Figure 11 shows the changes in TKE_tr as a function of HDV percentage by subdividing the results from 5000 veh h⁻¹ to 9000 veh h⁻¹ of LDV flows. Linear regression is utilized to discern the linear relationship between TKE_tr and the percentage of HDVs within specific LDV flows. This analysis reveals a moderate to strong positive correlation, as evidenced by a correlation coefficient ranging from 0.81 to 0.96. The results, as illustrated in Figure 10, demonstrate that the influence of LDV flow on TKE_tr is minimal when steady-state flow is established, with the percentage of HDVs predominantly and positively relating to the trends in TKE_tr variations.

4. Conclusions

To bridge the existing void in scholarly literature and furnish a comprehensive assessment of turbulent kinetic energy (TKE_tr) within the full spectrum of traffic conditions, an exhaustive exploration of various traffic patterns is imperative.

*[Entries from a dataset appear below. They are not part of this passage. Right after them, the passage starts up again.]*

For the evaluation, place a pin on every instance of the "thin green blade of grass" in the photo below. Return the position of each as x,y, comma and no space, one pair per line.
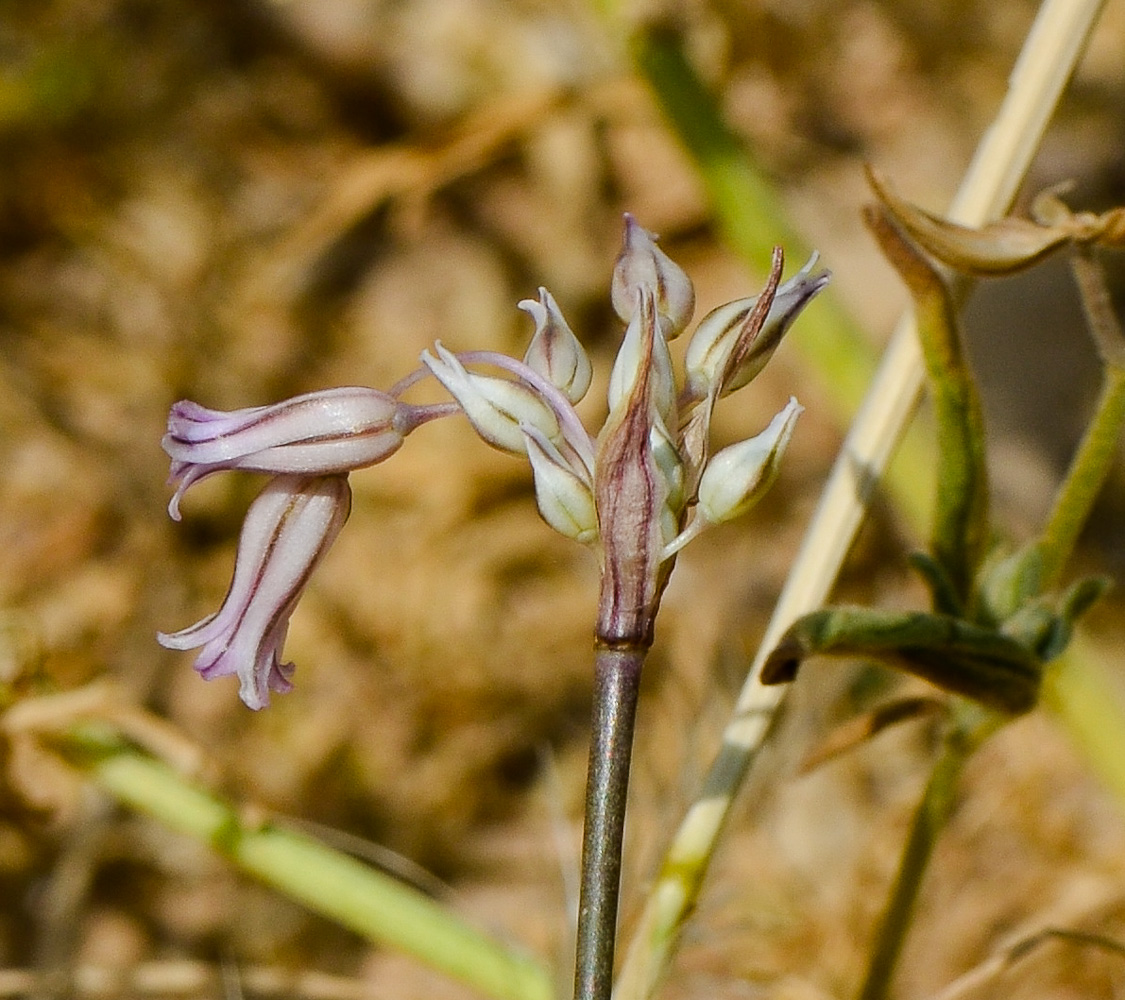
362,899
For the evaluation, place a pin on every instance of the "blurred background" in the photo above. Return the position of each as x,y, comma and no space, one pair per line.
237,201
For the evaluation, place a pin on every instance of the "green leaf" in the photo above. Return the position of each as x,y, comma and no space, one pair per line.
960,657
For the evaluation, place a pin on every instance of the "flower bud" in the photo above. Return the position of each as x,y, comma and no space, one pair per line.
641,264
317,433
727,351
641,342
495,406
565,498
555,352
738,476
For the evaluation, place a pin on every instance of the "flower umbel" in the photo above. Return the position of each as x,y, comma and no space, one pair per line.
636,493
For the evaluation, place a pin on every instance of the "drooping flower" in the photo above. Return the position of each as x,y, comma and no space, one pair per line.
318,433
285,534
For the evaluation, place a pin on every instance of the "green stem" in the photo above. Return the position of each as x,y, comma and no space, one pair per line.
1098,448
617,685
748,210
335,885
971,727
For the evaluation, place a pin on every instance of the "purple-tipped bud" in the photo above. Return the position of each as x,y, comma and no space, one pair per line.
640,347
316,434
738,476
641,264
727,351
287,531
631,494
563,491
495,406
555,352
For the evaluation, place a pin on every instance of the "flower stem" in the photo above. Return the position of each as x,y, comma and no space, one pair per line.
617,684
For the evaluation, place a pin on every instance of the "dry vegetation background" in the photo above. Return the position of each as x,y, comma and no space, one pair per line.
236,201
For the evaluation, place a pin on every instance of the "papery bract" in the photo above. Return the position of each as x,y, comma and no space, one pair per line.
286,533
644,348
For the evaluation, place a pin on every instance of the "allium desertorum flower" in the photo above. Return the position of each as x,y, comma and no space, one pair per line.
637,492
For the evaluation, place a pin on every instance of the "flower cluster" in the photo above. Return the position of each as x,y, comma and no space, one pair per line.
637,492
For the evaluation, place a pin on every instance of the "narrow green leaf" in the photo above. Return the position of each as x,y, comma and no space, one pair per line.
961,512
956,656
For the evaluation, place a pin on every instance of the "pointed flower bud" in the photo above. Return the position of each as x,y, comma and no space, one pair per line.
495,406
631,496
555,352
287,531
641,342
641,264
738,476
317,433
729,348
563,493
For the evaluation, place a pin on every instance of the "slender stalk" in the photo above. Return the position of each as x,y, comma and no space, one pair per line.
367,901
1096,451
617,685
971,726
1050,54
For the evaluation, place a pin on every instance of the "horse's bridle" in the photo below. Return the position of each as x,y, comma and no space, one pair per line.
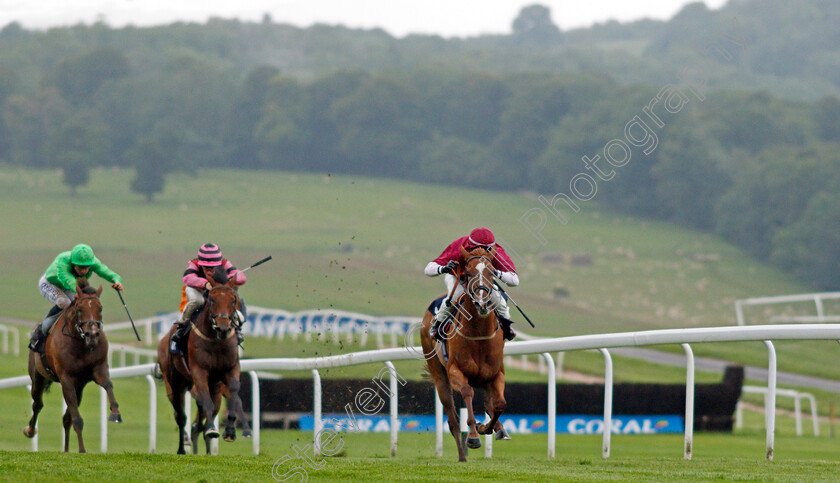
213,316
470,290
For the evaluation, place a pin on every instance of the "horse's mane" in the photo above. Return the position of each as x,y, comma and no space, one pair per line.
220,275
85,287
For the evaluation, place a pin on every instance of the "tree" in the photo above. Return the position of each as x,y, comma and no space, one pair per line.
156,154
78,78
533,26
810,247
451,160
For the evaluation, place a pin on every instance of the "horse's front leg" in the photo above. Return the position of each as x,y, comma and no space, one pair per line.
73,396
102,377
459,383
39,383
234,407
204,400
495,405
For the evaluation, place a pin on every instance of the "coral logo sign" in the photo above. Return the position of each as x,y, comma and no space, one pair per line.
622,424
514,423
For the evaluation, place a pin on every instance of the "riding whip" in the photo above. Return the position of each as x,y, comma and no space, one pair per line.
129,315
257,264
499,285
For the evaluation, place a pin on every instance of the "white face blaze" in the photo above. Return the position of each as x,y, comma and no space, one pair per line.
482,297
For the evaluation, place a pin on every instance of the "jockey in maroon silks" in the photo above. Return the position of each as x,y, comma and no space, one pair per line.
449,260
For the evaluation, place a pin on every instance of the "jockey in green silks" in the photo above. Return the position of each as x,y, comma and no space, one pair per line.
58,285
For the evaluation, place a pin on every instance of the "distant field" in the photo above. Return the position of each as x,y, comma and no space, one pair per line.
360,245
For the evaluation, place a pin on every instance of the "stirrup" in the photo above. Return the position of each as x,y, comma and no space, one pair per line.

In this study, we conducted the calculation of TKE_tr over five-minute intervals, synchronously analyzing traffic conditions using simultaneous traffic measurements. Furthermore, we delineated the relationship between wind variance and TKE, which confirmed a stable relationship, evaluated the impact of heavy-duty vehicles (HDVs) within the traffic fleet based on short-duration sampling near roads and assessed TKE_tr in relation to shifts in density during both free-flow and congestion phases.

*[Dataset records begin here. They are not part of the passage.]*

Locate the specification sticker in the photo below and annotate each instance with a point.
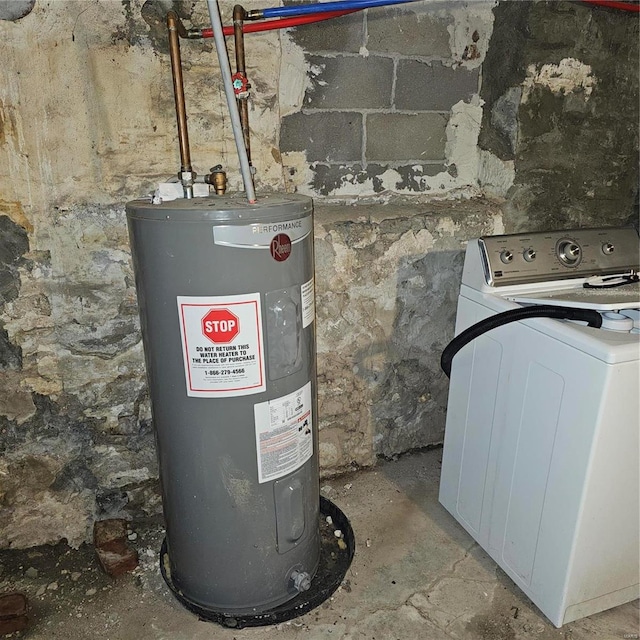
(307, 296)
(222, 345)
(284, 434)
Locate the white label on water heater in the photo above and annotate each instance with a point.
(284, 434)
(222, 345)
(307, 296)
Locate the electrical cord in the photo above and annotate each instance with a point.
(591, 317)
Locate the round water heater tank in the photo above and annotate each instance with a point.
(226, 295)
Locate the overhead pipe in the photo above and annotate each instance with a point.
(270, 25)
(186, 175)
(236, 125)
(633, 7)
(241, 74)
(319, 7)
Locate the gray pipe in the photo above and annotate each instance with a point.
(223, 60)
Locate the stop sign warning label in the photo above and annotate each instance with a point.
(222, 345)
(220, 325)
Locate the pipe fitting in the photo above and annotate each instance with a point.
(187, 178)
(217, 179)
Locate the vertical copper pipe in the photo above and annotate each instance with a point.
(238, 36)
(174, 26)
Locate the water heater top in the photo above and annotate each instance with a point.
(230, 207)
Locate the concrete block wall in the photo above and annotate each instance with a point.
(76, 436)
(381, 87)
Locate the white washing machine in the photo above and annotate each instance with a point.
(541, 452)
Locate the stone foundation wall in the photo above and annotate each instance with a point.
(87, 123)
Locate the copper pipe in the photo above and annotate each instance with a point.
(238, 34)
(175, 27)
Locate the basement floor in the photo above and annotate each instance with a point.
(416, 575)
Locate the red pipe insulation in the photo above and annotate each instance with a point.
(616, 4)
(285, 23)
(279, 23)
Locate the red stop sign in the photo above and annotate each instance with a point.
(220, 325)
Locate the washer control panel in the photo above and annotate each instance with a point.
(558, 255)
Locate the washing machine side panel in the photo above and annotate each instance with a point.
(542, 466)
(606, 563)
(473, 416)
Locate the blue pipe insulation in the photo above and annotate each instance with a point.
(323, 7)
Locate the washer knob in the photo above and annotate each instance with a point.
(569, 253)
(506, 256)
(608, 248)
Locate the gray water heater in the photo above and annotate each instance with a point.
(226, 295)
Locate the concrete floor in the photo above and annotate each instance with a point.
(416, 575)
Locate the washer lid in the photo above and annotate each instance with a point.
(625, 296)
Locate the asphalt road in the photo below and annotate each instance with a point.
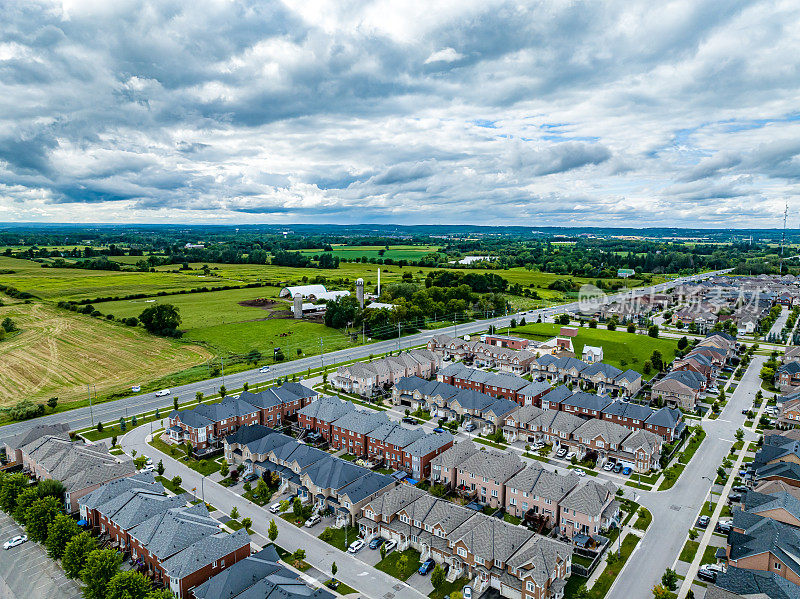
(675, 511)
(137, 404)
(352, 570)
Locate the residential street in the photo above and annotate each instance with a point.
(674, 511)
(353, 571)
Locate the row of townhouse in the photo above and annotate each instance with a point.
(369, 378)
(534, 493)
(695, 372)
(502, 385)
(598, 376)
(81, 467)
(608, 441)
(373, 436)
(325, 481)
(173, 542)
(447, 401)
(205, 425)
(513, 560)
(491, 353)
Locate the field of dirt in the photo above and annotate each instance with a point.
(56, 353)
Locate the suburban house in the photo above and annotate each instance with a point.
(484, 474)
(490, 552)
(176, 544)
(259, 575)
(325, 481)
(369, 378)
(205, 425)
(588, 509)
(82, 468)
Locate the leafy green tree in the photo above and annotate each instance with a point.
(670, 579)
(272, 531)
(40, 516)
(101, 566)
(161, 319)
(128, 585)
(62, 531)
(75, 553)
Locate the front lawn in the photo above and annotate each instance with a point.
(395, 566)
(448, 588)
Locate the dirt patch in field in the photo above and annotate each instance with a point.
(263, 302)
(57, 353)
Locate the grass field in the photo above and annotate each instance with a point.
(620, 349)
(395, 252)
(57, 353)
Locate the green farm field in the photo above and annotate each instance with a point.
(620, 349)
(395, 252)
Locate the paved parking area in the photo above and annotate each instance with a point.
(26, 572)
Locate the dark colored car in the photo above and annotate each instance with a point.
(426, 566)
(376, 542)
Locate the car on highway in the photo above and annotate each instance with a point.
(426, 566)
(315, 519)
(376, 542)
(355, 546)
(13, 542)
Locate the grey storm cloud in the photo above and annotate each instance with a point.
(486, 111)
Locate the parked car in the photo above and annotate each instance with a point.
(376, 542)
(426, 566)
(18, 540)
(355, 546)
(316, 518)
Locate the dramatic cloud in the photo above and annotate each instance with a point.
(462, 111)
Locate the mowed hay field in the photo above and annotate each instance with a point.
(56, 353)
(77, 284)
(217, 318)
(620, 348)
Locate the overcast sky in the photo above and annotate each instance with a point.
(477, 112)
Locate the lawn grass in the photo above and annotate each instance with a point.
(689, 551)
(391, 563)
(621, 349)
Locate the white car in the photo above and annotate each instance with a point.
(19, 540)
(355, 546)
(313, 520)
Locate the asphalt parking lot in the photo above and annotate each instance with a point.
(26, 572)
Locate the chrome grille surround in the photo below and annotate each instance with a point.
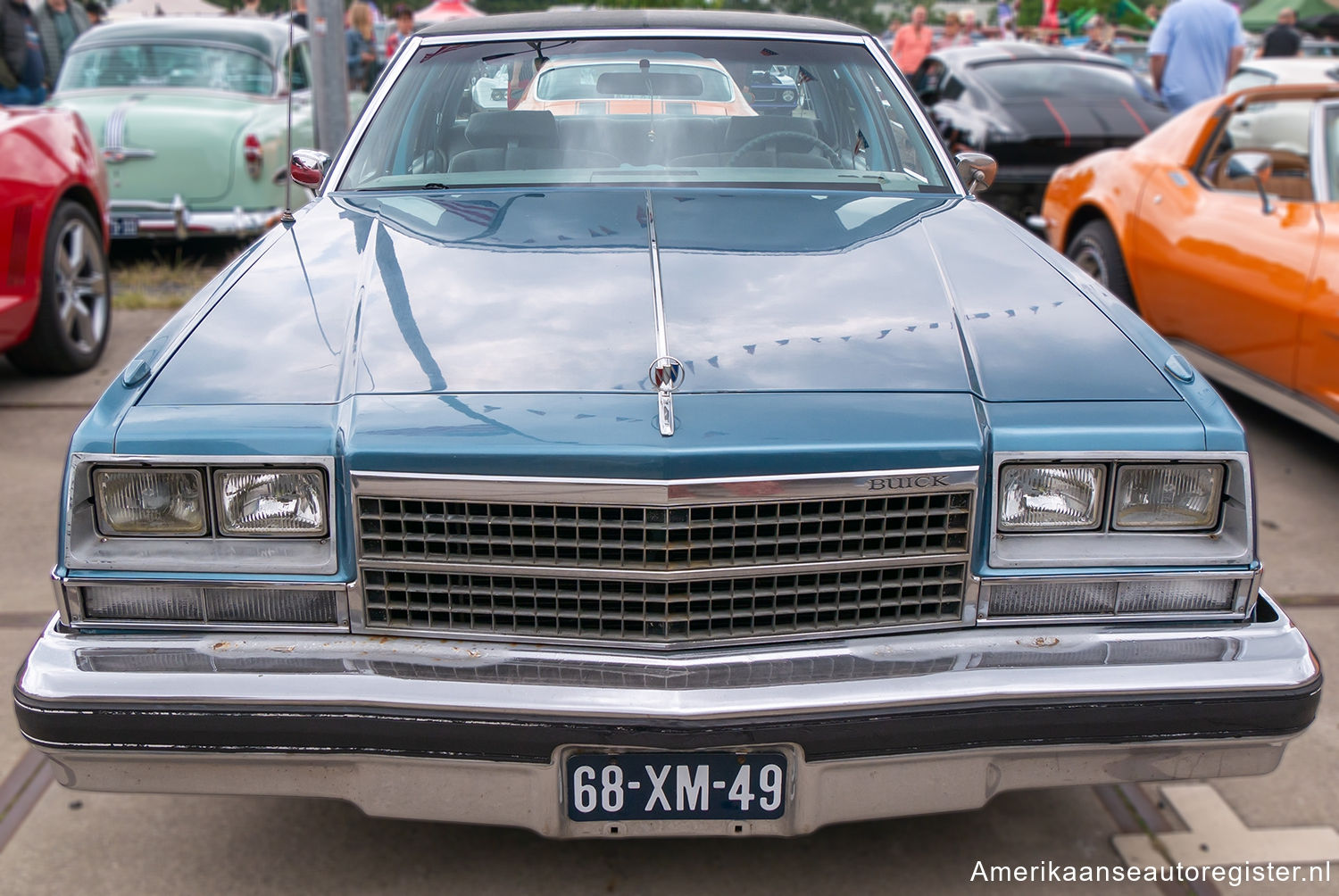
(664, 564)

The results illustrate that TKE_tr escalates in tandem with traffic density (k) yet stabilizes when the traffic fleet achieves a sufficient traffic density (k) to maintain a steady-state flow, predominantly attributed to the prevalence of LDVs. The correlation analyses signify a lack of correlation between k and TKE_tr during periods of steady-state flow characterized by LDV dominance within the traffic fleet. Conversely, a positive correlation is observed when LDVs are experiencing unsteady-state flow conditions.

The analysis pertaining to TKE_HDV clearly indicates that the TKE_HDV can be up to tenfold higher compared with TKE_LDV on an individual vehicle basis, thereby underscoring the pronounced influence of HDVs on proximate roadway TKE measurements. Furthermore, the TKE_tr trend maintains its course even as the LDV volume escalates from 5000 to 9000 (veh h⁻¹), maintaining a uniform HDV percentage and thus affirming the stability of TKE_tr during periods of LDV steady-state flow. The correlation analyses demonstrate that the LDV flow exerts a negligible impact on TKE_tr during the establishment of a steady-state flow, with the HDV proportion predominantly relating to the variations in TKE_tr, exhibiting a positive correlation.

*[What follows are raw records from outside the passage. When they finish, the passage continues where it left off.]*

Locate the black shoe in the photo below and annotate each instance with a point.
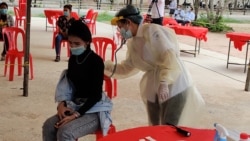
(57, 59)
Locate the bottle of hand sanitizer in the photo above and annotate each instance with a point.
(221, 133)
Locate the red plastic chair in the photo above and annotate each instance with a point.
(55, 32)
(15, 51)
(92, 23)
(108, 89)
(75, 15)
(19, 18)
(101, 45)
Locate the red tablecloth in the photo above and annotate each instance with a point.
(199, 33)
(160, 133)
(239, 39)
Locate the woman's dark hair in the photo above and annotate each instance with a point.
(79, 29)
(68, 6)
(4, 3)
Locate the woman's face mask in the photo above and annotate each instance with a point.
(66, 13)
(77, 50)
(126, 34)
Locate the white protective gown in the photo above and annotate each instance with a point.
(155, 51)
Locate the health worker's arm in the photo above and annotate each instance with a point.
(124, 69)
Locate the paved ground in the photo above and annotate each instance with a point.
(22, 117)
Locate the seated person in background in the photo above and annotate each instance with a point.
(63, 23)
(189, 16)
(179, 14)
(6, 20)
(83, 107)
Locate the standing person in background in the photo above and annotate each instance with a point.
(63, 22)
(157, 11)
(172, 6)
(6, 20)
(166, 87)
(189, 16)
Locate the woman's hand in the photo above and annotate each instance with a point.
(65, 120)
(62, 110)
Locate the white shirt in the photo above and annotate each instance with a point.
(173, 4)
(161, 6)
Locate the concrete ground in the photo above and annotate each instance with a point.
(22, 117)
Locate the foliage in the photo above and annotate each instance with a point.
(218, 25)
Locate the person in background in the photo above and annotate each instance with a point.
(157, 11)
(172, 6)
(6, 20)
(83, 107)
(179, 14)
(63, 23)
(189, 16)
(166, 87)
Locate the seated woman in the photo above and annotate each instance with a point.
(63, 23)
(81, 101)
(6, 20)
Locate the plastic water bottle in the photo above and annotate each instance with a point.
(221, 133)
(244, 137)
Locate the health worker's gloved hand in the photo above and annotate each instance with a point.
(163, 92)
(109, 66)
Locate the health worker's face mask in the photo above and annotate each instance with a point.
(3, 11)
(126, 34)
(77, 50)
(66, 13)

In this study, both steady and unsteady states of LDV flows were clearly delineated. However, it was observed that the presence of HDVs could escalate TKE_tr levels even during phases of LDV steady flow. Given the observed stability in LDV flows, we hypothesize the existence of a corresponding steady-state flow for HDVs; a state characterized by a sufficient volume of HDVs to maintain a consistent TKE_HDV irrespective of fluctuating traffic conditions. Intriguingly, this hypothesized steady state for HDVs remained elusive throughout this study, even on the DRE, where HDVs constituted up to 14% of traffic. Identifying the precise HDV percentage that facilitates a steady-state flow within the traffic fleet necessitates further exploration, potentially utilizing aerodynamic modeling tools such as computational fluid dynamics (CFD) in subsequent analyses.

Furthermore, this near-road measurement initiative is poised to refine the existing near-road air dispersion model. This improved version aims to offer a more precise estimation of near-road traffic emissions by integrating facets of real-world traffic conditions, emission dispersion, and traffic-induced turbulence into a unified framework, leveraging data obtained using five-minute near-road sampling.